| A. | This is an admirable law at Corinth, That when we see a man from time to time Purveying largely for his table, we Should ask him whence he comes, and what's his business: And if he be a man of property, Whose revenues can his expenses meet, Then we may let him as he will enjoy himself. But if he do his income much exceed, Then they bid him desist from such a course, And fix a fine on all who disobey. And if a man having no means at all Still lives in splendid fashion, him they give Unto the gaoler. |
| B. | Hercules! what a law. |
| A. | For such a man can't live without some crime. Dost thou not see? He must rove out by night And rob, break into houses, or else share With some who do so. Or he must haunt the forum, A vile informer, or be always ready As a hired witness. And this tribe we hate, And gladly would expel from this our city. |
| B. | And you'd do well, by Jove; but what is that to me? |
| A. | Because we see you every day, my friend, Making not moderate but extravagant purchases. You hinder all the rest from buying fish, And drive the city to the greengrocer, And so we fight for parsley like the combatants At Neptune's games on th' Isthmus. Does a hare Come to the market? it is yours; a thrush Or partridge? all do go the selfsame way. So that we cannot buy or fish or fowl; And you have raised the price of foreign wine. |
And Sophilus, in his Androcles, wishes that the same custom prevailed at Athens also, thinking that it would be a good thing if two or three men were appointed by the city to the regulation of the provision markets.
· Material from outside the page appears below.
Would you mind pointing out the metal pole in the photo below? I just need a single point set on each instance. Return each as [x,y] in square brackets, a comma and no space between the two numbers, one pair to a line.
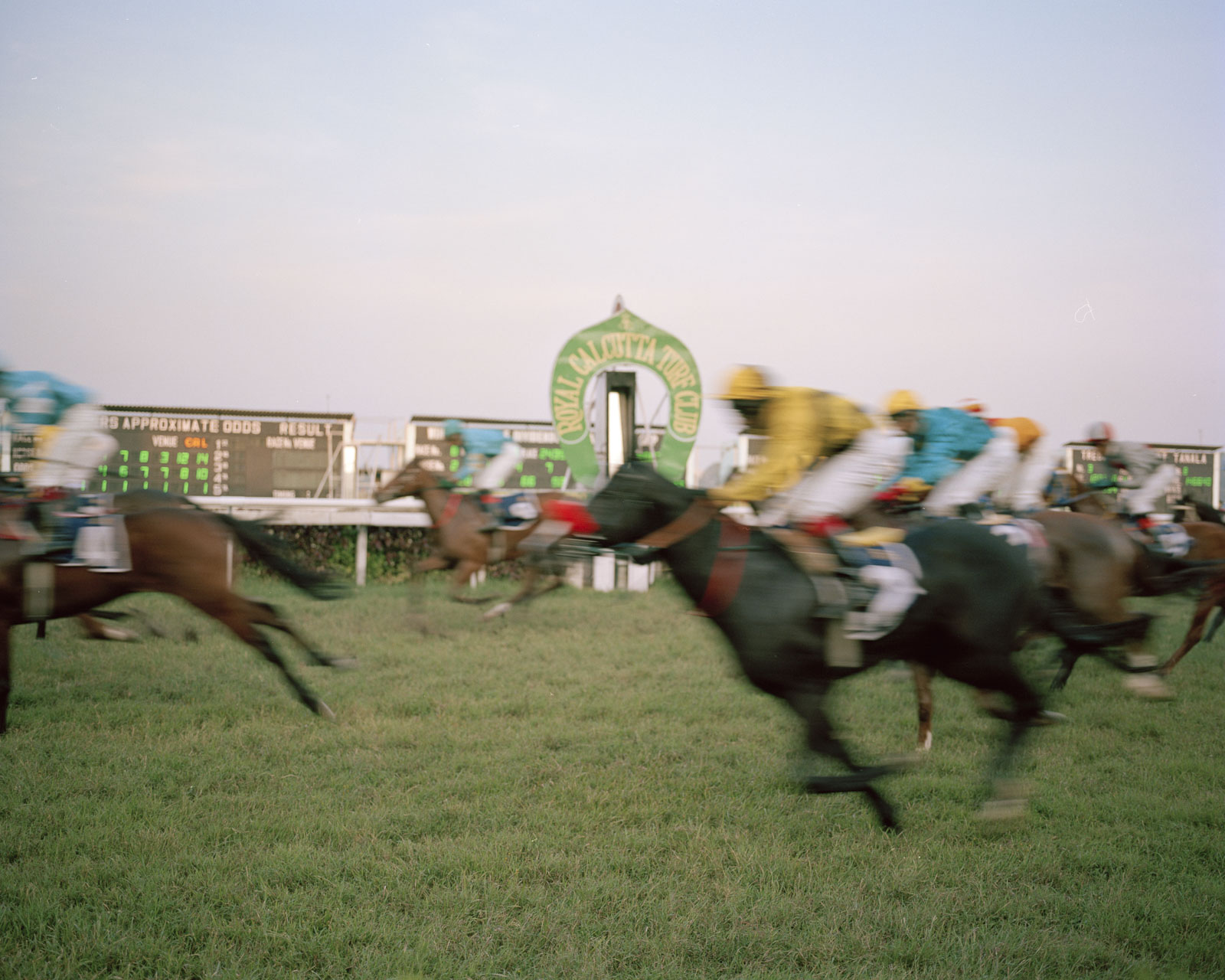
[363,539]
And Lynceus the Samian wrote a treatise on purveying against some one who was very difficult to please when making his purchases; teaching him what a man ought to say to those homicidal fishmongers, so as to buy what he wants at a fair rate and without being exposed to any annoyance.
[[361]] 13. Ulpian again picking out the thorns from what was said, asked—Are we able to show that the ancients used silver vessels at their banquets? and is the word πίναξ a Greek noun? For with reference to the line in Homer—
The swineherd served up dishes (πίνακας) of rich meat,[361:1]
Aristophanes the Byzantine said that it was a modernism to speak of meats being placed on platters (πίνακες), not being aware that in other places the poet has said—
Dishes (πίνακας) of various meats the butler brought.[361:2]
I ask also, if any men among the ancients had ever acquired a multitude of slaves, as the men of modern times do: and if the word τήγανον (frying-pan) is ever found, and not the form τάγηνον only. So that we may not fix our whole attention on eating and drinking, like those who from their devotion to their bellies are called parasites and flatterers.
14. And Æmilianus replied to him,—The word πίναξ, when used of a vessel, you may find used by Metagenes the comic writer, in his Valiant Persians: and Pherecrates, my friend, has used the form τήγανον in his Trifles, where he says—
He said he ate anchovies from the frying-pan (τηγάνον).